###### Notebook created by: Arnav Chavan (@[carnav0400](https://www.kaggle.com/carnav0400)), Udbhav Bamba (@[ubamba98](https://www.kaggle.com/ubamba98))

## NOTE: Turn on the Internet and GPU for this kernal before starting 

# How to add dataset to the kernal
* Click on "Add Data" 
* Search "CLabsCVcomp"
* Click on "Add"
* Done


# Importing all Libraries
PS - FastAI imports all necessary libraries for you

In [None]:
from fastai import *
from fastai.vision import *
from sklearn.metrics import f1_score



# Seed everything for reproducibility
You may like to read more about it at [link](https://medium.com/@ODSC/properly-setting-the-random-seed-in-ml-experiments-not-as-simple-as-you-might-imagine-219969c84752).

In [None]:
def seed_everything(seed):
    random.seed(seed)
    os.environ['PYTHONHASHSEED'] = str(seed)
    np.random.seed(seed)
    torch.manual_seed(seed)
    torch.cuda.manual_seed(seed)
    torch.backends.cudnn.deterministic = True
seed_everything(43)

# EDTA

## Reading CSV

In [None]:
train = pd.read_csv('../input/clabscvcomp/data/train.csv')
test_df = pd.read_csv('../input/clabscvcomp/data/sample_submission.csv')

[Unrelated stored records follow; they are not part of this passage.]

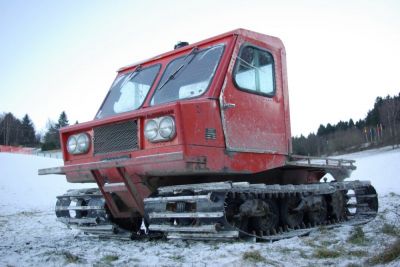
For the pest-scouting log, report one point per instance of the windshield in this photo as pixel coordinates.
(128, 91)
(188, 76)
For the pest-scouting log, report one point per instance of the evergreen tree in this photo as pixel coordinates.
(51, 139)
(10, 130)
(52, 136)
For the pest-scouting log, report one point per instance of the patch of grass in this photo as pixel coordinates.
(323, 253)
(389, 254)
(253, 256)
(177, 257)
(357, 236)
(390, 229)
(303, 254)
(70, 258)
(285, 250)
(326, 243)
(109, 258)
(357, 253)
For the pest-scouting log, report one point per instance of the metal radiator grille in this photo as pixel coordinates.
(115, 137)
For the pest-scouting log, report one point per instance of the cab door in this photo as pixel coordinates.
(252, 100)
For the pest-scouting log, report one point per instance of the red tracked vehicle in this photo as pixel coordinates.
(196, 144)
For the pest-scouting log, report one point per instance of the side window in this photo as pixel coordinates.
(254, 71)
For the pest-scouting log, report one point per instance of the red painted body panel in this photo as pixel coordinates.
(253, 137)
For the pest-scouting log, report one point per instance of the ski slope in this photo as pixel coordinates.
(31, 236)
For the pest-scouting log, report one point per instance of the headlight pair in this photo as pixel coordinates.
(78, 143)
(160, 129)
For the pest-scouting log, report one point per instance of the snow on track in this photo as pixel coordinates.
(31, 236)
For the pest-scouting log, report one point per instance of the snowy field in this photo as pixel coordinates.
(31, 236)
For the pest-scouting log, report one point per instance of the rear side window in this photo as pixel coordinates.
(254, 71)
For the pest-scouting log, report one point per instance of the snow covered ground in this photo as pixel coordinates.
(31, 236)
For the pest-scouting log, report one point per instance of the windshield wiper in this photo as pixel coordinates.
(132, 75)
(172, 76)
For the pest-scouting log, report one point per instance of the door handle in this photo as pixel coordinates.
(228, 105)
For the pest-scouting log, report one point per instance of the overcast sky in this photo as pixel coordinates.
(63, 55)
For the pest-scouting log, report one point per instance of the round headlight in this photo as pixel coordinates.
(151, 130)
(167, 128)
(72, 144)
(83, 142)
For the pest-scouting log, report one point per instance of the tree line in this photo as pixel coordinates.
(21, 132)
(380, 127)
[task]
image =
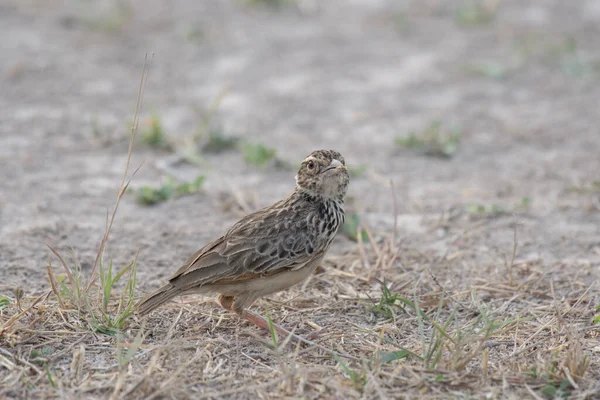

train.head() ## Shows the first five rows of data frame

In [None]:
sorted(train.genres.unique()) ## Shows all classes in the dataframe

In [None]:
train.genres.value_counts(normalize=True) ## Distribution of dataset

Dataset looks very imbalanced. Try to read more about it. This blog post might be a good read [link](https://www.analyticsvidhya.com/blog/2017/03/imbalanced-classification-problem/)

# Defining DataBunch for FastAI
Read more about it [here](https://docs.fast.ai/vision.data.html#ImageDataBunch.from_df)

In [None]:
sz = (512, 512) ## Image size
bs = 32 ## Batch size
tfms = get_transforms( ## Transformation to apply on Train data
    do_flip=True, ## Horizontal flip
    flip_vert=False, ## Vertical flip
    max_rotate=20, ## Rotation
    max_zoom=1.5, ## Center zoom
    max_lighting=0.75 ## lighting
)

In [None]:
plt.imread('../input/clabscvcomp/data/train_data/1000.jpg').shape

In [None]:
data = (
    ImageList.from_df(df=train, path='', folder='../input/clabscvcomp/data/train_data/', cols='id', suffix = '.jpg') ## define data path
    .split_by_rand_pct(valid_pct=0.2) ## validation split
    .label_from_df(cols='genres') ## load labels from
    .transform(tfms, size=sz)
    .databunch(bs=bs, num_workers=4) 
    .normalize(imagenet_stats)
    )

Now lets add test data to the DataBunch

In [None]:
test_data = ImageList.from_df(test_df, path='../input/clabscvcomp/data/test_data/', cols='id', suffix = '.jpg')
data.add_test(test_data)

# Visualizing dataset

In [None]:
data.show_batch(3)

# Define F1 metric

In [None]:
def F1(y_pred, y):
    y_pred = y_pred.softmax(dim=1) 
    y_pred = y_pred.argmax(dim=1)
    return torch.tensor(f1_score(y.cpu(), y_pred.cpu(), labels=list(range(10)), average='weighted'),device='cuda:0')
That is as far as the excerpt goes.